100 claims in a single 837
50 individual 837 files in rapid succession
835 with 500+ claim payment records
Verify no data loss

Regression testing

Keep a library of real 835 files (PHI removed) that caused past issues. Run on every build. Common cases:

Unusual segment ordering
Multiple CAS segments per service line
Provider adjustment total off from sum of individual adjustments (rounding)
PLB segments for bulk adjustments

Key Takeaways

SFTP remains the dominant claims transport. Agents must generate valid 837s and parse real-world 835s.
Most parsing bugs live in HL hierarchy tracking and CAS adjustment interpretation.
Test libraries should cover clean claims, common errors, special handling, paid, denied, and zero-pay 835 cases.
SFTP simulation must include realistic 999 acknowledgments, file naming validation, and configurable processing delays.
CARC and RARC codes drive revenue outcomes. Misinterpreting CO-197, CO-45, or OA-23 costs money.
The X12 005010X222A1 IG is authoritative. Build your validator against it, not against example files.
CAQH's 2024 Index estimates $20B in annual savings available from automating medical admin.

FAQ

Why is SFTP still the dominant transport for claims?

Trading partner agreements, existing clearinghouse contracts, and decades of integrated billing systems make switching costly. Newer FHIR-based flows (CMS-0057 PAS) exist but apply only to prior auth, not the full claim lifecycle.

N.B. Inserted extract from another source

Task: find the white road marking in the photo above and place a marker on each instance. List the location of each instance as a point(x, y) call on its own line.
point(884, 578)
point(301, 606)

What is the difference between 999 and 277CA acknowledgments?

A 999 is an Implementation Acknowledgment confirming the file parsed correctly. A 277CA is a Claim Acknowledgment from the payer confirming that individual claims passed initial validation. A file can get a clean 999 but still have claims rejected at the 277CA level.

How do I handle CAS segments that do not balance?

CAS totals must equal the difference between billed and paid amounts. When they do not (rounding, payer bug), log the discrepancy and flag for review. Do not silently force the math. You need the audit trail.

Should my agent post payments from 835s automatically?

For clean paid claims, yes. For denials, partial pays, or any CAS reason code outside a trusted allowlist, route to a human. Agents that auto-post everything cost more in corrections than they save in throughput.

Putting it all together

A complete claims testing setup includes:

Synthetic data generator producing valid 837 and 835 files from configurable templates
SFTP server with the right directory structure and acknowledgment generation
Scenario runner orchestrating the claim lifecycle from submission to remittance
Evaluation engine comparing agent output against expected results
Regression suite with edge-case files

Claims are where revenue cycle AI agents handle real money. An agent that misparses a CAS segment can cost a practice thousands per month in missed revenue. Thorough testing is foundational. Claims testing is one part of a healthcare AI testing strategy that should also cover FHIR integration and HL7v2 feeds.